Eventually, the method in Bourbaki is different from the one in Tits's article, but in both of them the criterion for such a representation to be quaternionic or real is the parity of a certain invariant; I don't see right now why in general the two methods would give the same invariant _{(never mind: equality of those invariants is shown in Bourbaki Lie Groups and Algebras ch.
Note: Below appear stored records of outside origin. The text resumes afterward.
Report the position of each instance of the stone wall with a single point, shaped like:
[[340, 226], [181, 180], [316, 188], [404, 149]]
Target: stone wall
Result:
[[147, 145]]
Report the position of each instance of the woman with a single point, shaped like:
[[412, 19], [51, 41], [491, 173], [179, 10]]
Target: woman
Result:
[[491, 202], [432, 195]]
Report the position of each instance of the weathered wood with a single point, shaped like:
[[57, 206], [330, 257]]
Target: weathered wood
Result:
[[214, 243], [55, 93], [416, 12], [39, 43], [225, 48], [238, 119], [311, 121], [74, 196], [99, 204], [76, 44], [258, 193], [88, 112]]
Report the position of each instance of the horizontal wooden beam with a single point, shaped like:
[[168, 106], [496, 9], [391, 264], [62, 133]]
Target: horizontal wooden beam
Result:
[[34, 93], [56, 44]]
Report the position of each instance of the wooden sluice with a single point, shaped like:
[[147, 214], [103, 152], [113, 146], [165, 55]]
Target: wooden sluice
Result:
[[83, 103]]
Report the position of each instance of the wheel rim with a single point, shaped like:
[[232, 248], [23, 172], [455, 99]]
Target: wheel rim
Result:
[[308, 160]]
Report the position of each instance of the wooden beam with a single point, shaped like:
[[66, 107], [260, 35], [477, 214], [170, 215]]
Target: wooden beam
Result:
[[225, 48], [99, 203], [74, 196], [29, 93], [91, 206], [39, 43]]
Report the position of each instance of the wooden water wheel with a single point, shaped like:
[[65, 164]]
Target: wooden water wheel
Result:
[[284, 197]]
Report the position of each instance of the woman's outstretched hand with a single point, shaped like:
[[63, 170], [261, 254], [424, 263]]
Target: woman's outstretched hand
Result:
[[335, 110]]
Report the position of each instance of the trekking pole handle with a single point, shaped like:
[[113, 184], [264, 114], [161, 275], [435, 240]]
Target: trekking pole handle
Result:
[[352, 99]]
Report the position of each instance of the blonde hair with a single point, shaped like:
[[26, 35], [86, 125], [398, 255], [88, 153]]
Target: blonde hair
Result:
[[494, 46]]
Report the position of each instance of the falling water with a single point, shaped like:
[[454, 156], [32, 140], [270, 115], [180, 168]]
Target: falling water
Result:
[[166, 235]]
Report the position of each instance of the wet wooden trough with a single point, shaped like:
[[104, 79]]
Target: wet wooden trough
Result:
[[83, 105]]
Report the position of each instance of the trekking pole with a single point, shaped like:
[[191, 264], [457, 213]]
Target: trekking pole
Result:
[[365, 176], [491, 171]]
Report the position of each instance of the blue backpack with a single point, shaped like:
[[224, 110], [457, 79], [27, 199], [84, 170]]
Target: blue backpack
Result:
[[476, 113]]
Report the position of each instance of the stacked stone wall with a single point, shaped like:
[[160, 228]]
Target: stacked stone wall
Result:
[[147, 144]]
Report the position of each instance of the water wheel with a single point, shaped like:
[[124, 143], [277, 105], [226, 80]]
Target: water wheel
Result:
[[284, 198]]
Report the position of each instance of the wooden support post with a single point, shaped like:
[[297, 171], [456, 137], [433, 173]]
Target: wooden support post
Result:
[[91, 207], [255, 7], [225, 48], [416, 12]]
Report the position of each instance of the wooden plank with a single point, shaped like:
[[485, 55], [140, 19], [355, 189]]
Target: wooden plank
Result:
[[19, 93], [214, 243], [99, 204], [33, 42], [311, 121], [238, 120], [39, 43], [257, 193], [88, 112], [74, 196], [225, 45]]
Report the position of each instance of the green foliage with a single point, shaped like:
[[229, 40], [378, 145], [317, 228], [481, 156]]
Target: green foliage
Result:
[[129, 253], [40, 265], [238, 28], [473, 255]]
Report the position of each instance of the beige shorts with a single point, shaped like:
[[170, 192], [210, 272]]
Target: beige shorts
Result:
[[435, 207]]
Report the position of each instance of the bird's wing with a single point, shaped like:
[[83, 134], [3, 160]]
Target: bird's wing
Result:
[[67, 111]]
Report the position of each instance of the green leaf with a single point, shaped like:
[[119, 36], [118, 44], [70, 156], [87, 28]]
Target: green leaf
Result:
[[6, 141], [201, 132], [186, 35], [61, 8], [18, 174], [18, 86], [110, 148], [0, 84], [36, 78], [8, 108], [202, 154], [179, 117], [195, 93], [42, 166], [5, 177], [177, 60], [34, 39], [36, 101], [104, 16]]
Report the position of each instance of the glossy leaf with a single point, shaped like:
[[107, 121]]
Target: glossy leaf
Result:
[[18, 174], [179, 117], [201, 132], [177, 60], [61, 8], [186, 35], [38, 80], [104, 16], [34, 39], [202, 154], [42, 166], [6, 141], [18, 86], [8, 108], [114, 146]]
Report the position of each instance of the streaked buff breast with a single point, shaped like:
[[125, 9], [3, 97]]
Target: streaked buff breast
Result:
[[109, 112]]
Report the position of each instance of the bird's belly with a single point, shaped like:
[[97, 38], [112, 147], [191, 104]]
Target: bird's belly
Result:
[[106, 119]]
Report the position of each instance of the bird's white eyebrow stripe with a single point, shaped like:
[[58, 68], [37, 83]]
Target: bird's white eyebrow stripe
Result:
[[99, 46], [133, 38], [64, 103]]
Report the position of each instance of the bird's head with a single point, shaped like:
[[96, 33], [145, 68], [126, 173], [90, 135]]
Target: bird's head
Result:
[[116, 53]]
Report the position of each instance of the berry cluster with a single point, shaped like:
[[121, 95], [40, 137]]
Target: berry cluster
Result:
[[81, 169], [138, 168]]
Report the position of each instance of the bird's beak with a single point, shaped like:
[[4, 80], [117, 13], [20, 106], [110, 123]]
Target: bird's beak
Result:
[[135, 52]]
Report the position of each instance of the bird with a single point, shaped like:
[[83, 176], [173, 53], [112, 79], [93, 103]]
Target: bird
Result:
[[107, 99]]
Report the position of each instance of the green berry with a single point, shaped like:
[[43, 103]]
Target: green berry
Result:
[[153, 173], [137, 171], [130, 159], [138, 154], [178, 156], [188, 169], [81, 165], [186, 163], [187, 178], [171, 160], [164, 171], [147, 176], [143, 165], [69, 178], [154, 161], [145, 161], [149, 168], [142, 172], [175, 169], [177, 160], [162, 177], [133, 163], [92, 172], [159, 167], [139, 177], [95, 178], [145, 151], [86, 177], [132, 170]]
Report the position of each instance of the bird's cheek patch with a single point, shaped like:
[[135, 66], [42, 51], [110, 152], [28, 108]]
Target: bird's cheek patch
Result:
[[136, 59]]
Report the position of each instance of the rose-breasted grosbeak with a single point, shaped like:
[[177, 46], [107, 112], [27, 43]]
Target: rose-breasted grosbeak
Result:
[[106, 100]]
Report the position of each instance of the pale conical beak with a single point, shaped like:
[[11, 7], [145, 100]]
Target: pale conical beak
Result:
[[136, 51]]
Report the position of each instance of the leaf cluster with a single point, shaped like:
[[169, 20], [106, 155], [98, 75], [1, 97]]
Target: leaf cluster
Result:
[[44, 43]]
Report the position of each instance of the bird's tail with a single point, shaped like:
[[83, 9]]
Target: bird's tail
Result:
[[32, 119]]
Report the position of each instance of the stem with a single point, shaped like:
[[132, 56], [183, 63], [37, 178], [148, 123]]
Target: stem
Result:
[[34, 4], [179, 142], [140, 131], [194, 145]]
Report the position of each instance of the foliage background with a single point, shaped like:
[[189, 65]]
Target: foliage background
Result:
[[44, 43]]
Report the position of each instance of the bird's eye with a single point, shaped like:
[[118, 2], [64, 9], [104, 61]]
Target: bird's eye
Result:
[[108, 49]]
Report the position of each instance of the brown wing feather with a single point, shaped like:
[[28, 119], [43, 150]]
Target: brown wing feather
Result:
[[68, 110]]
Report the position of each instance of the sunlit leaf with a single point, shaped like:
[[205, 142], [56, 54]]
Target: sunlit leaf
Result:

VI §1 no. 10 prop. 29 and corollary)}, but in our case I can compute that both of them, for both the half-spin representations of highest weights $\mu_n$ and $\mu_{n-1}$, are given by

$$\frac12 (n^2-n)$$

which is odd for $n \equiv 2,3$ and even for $n \equiv 0,1$ mod $4$. Since we're already in the case of even $n$, our dichotomy is

both half-spin rep. of $\mathfrak{so}_{0,2n}$ real $\Leftrightarrow$ $n \equiv 0$ mod $4$

both half-spin rep. of $\mathfrak{so}_{0,2n}$ quaternionic $\Leftrightarrow$ $n \equiv 2$ mod $4$

and by the reduction to the compact case, and the anisotropic kernel of $\mathfrak{so}_{p,q}$ being $\mathfrak{so}_{q-p}$, we get

both half-spin rep. of $\mathfrak{so}_{p,q}$ real $\Leftrightarrow$ $q-p \equiv 0$ mod $8$

both half-spin rep. of $\mathfrak{so}_{p,q}$ quaternionic $\Leftrightarrow$ $q-p \equiv 4$ mod $8$

and that again matches the tables in the Wikipedia article.